Önemli olan birkaç sözcükle anlatılan o “şeylerin” iktidarın hak ve hukuk gözetmeyen uzun vadeli projesinin örtüsü olması. Kiri pası-pisi pusu saklaması. Başbakan Recep beyin “Bu iktidar kimin yaşamına karıştı” sorusundaki tuzağı ortaya çıkarmak bu örtünün kalkmasına bağlı.

“Şeyleri...” saptayıp sıralamanın salt bu nedenle önemi var, biiir. Ayrıca kronik siyasal körleşmenin tedavisi için de zorunlu yollardan biri, ikiii.

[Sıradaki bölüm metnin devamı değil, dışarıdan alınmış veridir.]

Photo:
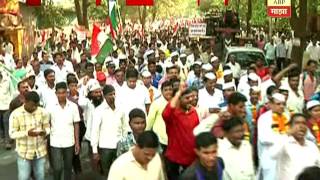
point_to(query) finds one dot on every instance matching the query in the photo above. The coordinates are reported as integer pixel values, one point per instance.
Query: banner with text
(279, 8)
(197, 29)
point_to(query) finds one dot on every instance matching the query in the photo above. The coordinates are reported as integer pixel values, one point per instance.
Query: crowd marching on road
(161, 106)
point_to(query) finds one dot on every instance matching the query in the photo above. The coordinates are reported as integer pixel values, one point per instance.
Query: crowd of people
(161, 107)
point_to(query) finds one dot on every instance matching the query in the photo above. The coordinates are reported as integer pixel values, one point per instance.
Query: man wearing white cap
(217, 67)
(194, 56)
(195, 76)
(235, 67)
(183, 67)
(209, 96)
(271, 125)
(313, 123)
(132, 94)
(227, 89)
(293, 152)
(90, 97)
(207, 67)
(227, 78)
(154, 93)
(253, 80)
(296, 101)
(149, 55)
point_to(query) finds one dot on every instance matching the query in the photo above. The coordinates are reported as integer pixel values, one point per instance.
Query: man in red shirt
(180, 119)
(261, 70)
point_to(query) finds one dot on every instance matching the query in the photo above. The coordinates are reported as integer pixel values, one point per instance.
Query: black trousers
(107, 156)
(62, 162)
(76, 163)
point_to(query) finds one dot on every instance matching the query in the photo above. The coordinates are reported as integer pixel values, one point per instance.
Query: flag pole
(121, 25)
(118, 7)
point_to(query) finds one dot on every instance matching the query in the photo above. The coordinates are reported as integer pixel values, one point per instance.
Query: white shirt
(292, 158)
(238, 162)
(5, 91)
(47, 95)
(61, 73)
(207, 100)
(40, 80)
(236, 69)
(129, 99)
(126, 167)
(108, 127)
(62, 120)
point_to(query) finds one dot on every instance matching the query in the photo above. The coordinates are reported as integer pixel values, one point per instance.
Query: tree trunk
(299, 25)
(249, 15)
(78, 12)
(142, 15)
(154, 13)
(85, 13)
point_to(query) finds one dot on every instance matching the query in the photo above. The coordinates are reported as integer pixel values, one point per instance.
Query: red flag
(33, 2)
(139, 2)
(226, 2)
(94, 41)
(112, 31)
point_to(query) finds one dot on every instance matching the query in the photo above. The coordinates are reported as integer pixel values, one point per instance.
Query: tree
(298, 23)
(49, 16)
(82, 12)
(249, 15)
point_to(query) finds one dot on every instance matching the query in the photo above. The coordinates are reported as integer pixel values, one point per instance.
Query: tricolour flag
(139, 2)
(113, 14)
(226, 2)
(33, 2)
(105, 50)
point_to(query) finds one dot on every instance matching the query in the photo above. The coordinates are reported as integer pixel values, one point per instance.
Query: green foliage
(49, 16)
(259, 14)
(98, 12)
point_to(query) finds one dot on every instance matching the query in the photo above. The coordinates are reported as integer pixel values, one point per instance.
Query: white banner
(197, 29)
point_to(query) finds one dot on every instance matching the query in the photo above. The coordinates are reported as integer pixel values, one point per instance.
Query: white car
(245, 55)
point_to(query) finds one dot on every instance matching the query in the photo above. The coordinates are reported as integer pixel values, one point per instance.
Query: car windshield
(245, 58)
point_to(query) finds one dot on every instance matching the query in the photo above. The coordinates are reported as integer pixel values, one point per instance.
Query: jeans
(4, 124)
(107, 158)
(61, 160)
(26, 166)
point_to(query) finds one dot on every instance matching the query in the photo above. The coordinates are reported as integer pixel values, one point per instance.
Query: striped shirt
(20, 123)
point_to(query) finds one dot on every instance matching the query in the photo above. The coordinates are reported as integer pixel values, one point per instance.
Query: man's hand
(224, 115)
(77, 148)
(85, 80)
(183, 87)
(293, 65)
(96, 158)
(33, 133)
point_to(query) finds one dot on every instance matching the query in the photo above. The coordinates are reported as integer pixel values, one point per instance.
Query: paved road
(8, 166)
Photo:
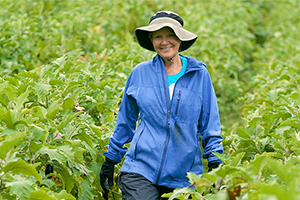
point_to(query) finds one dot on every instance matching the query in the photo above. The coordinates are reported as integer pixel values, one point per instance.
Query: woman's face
(165, 42)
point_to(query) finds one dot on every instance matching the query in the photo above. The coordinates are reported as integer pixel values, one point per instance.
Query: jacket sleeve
(209, 122)
(125, 125)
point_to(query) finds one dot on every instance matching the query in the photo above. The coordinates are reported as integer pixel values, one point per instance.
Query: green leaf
(21, 187)
(20, 101)
(67, 120)
(20, 166)
(68, 152)
(38, 132)
(245, 132)
(60, 61)
(41, 90)
(41, 195)
(54, 154)
(57, 82)
(64, 195)
(53, 109)
(292, 122)
(237, 160)
(91, 149)
(69, 103)
(14, 139)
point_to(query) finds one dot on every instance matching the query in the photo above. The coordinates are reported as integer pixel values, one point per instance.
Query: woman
(172, 98)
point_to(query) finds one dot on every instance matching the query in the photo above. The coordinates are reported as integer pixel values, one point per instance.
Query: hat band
(163, 20)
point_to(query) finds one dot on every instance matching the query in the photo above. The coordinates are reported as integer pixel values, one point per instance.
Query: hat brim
(186, 37)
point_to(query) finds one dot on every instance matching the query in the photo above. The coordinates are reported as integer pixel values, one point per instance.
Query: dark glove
(212, 166)
(107, 172)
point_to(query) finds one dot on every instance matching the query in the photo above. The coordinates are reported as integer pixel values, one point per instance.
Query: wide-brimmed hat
(165, 19)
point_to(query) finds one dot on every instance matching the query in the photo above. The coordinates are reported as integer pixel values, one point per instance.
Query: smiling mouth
(166, 48)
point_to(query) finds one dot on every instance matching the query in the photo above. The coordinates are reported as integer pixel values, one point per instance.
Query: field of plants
(64, 64)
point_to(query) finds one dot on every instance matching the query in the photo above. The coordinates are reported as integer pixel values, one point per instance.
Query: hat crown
(169, 14)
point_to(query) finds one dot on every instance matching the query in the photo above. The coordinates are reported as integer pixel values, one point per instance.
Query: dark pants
(137, 187)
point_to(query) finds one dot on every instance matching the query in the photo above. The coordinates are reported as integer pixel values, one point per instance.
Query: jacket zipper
(168, 131)
(138, 142)
(178, 100)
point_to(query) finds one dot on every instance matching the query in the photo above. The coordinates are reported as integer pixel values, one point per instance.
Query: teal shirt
(172, 79)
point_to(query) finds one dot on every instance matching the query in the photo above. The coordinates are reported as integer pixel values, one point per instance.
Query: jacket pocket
(178, 101)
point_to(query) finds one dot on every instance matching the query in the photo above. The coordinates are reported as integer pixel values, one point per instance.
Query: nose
(164, 40)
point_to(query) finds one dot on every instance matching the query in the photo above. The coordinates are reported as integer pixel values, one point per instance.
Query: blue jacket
(165, 144)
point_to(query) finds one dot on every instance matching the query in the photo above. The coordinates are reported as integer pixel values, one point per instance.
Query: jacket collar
(192, 64)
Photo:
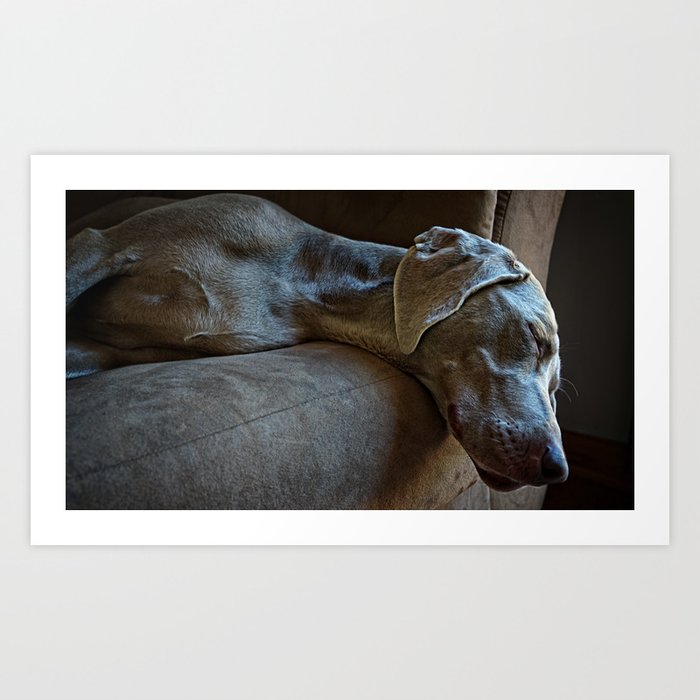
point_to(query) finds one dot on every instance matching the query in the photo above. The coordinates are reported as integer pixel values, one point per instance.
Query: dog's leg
(91, 258)
(87, 356)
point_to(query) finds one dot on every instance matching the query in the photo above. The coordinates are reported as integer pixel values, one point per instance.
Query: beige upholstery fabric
(525, 221)
(321, 425)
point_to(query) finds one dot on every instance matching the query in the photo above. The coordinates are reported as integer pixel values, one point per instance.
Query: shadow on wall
(591, 287)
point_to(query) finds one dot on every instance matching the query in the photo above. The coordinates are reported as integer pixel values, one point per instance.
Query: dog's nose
(554, 466)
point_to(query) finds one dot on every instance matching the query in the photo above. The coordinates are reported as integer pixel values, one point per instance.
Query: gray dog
(229, 274)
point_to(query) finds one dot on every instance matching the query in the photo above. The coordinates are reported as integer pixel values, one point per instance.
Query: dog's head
(483, 337)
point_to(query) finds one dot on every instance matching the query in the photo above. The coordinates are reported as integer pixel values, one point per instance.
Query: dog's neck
(347, 288)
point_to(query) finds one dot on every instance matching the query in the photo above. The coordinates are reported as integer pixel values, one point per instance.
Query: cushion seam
(500, 214)
(109, 467)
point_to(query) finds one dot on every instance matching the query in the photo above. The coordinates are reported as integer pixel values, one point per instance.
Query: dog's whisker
(573, 386)
(563, 391)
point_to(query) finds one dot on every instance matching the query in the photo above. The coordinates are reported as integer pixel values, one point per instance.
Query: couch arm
(525, 221)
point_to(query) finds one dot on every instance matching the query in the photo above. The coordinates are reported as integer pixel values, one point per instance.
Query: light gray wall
(591, 286)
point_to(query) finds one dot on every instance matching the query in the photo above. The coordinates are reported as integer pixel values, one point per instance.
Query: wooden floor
(601, 476)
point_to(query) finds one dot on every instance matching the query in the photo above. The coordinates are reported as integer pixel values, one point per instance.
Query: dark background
(591, 287)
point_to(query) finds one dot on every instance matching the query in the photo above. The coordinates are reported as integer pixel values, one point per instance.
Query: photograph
(299, 360)
(348, 349)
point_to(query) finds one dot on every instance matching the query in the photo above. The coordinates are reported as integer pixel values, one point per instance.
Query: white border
(647, 175)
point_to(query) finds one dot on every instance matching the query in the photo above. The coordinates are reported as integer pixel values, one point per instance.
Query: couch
(315, 426)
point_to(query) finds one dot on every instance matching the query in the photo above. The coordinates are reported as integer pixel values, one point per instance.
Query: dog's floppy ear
(437, 274)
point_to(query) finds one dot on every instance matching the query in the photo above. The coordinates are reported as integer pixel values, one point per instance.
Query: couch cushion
(321, 425)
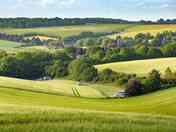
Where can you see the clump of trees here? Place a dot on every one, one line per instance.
(32, 64)
(155, 81)
(82, 70)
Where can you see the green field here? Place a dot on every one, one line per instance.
(66, 31)
(141, 67)
(49, 106)
(8, 44)
(152, 29)
(61, 87)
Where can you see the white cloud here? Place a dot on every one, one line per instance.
(44, 3)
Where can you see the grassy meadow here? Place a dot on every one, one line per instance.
(60, 87)
(64, 106)
(66, 31)
(141, 67)
(163, 102)
(85, 122)
(31, 110)
(8, 44)
(152, 29)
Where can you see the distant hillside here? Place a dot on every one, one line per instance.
(141, 67)
(47, 22)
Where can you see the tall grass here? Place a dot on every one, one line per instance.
(85, 122)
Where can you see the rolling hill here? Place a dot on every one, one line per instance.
(163, 102)
(8, 44)
(141, 67)
(152, 29)
(60, 87)
(33, 105)
(66, 31)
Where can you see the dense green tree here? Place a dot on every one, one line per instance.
(57, 69)
(133, 87)
(107, 76)
(169, 50)
(80, 70)
(153, 82)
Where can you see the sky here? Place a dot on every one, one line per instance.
(124, 9)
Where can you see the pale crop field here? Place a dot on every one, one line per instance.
(8, 44)
(60, 87)
(152, 29)
(162, 102)
(66, 31)
(23, 107)
(141, 67)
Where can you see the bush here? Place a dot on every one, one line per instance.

Tamam “şeyler” belki küçük ayrıntılar ama o şeylere topluca bakıp, şeytanın ayrıntıda gizli olduğunu anımsamak gerekli, üüüç.

Kısaca akepe’nin iktidar baskınıyla ortaya çıkan, ilk beş yılda “tırmandırılan”, ikinci beş yılda “unutturulan” akla ziyan işler bunlar. İslami sıfatlı “korkulacak ve utanılacak” bir dizi tuhaflık.

Şeyleri saptamadan, şeyleri saymadan şeyleri anlamak zor:

“İslami tatil köyleri, İslami moda, İslami oyuncak, İslami konut, İslami beslenme ve İslami tuvalet” gibi fantezi şeylerin siyasetteki yeri ve önemi anlaşılamıyor.

Kim ayırdında bilmiyorum ama akepe “Helal kan, helal ilaç, helal gıda, helal hizmet, mayosuz reklam panosu, dekoltesiz giysi, haremlik selamlık otobüs, namaz molalı sefer, kız öğrenci servisi, kadına özel gişe, mescitli tren, dua yayınlı uçuş, apronda deve kesme töreni, kadın için özel park yeri, türbanlı avukat, fişlenmiş bebek, denetimsiz Kur’an kursu, erkek hasta reddeden kadın doktor, mescitli muayenehane, sansürlü medya, sahte kanıt üreten polis, muhasebeciden yüksek yargıç, dokunulmayan parlamenter, torba yasalı meclis ve yetmez ama evetçi inadı...” ile yaşamın bütününü değiştiriyor.

***

VAKİTMATİK: Sonuçta “gelenekçi” bağnazın sopası ile “çağdaş” yobazın yalanı arasına sıkıştırılan ülkenin görünümü acı veriyor:

Büyük fotoğrafta “pisuvara çiş yapmak kabir azabını çağırır” diye cehennemle korkutan din adamı ile “elektronik hatimmatik, tespih çeken zikirmatik, dua öğreten ezbermatik laptop, ezan okuyan vakitmatik saat” gibi teknolojiden söz eden din taciri imam var.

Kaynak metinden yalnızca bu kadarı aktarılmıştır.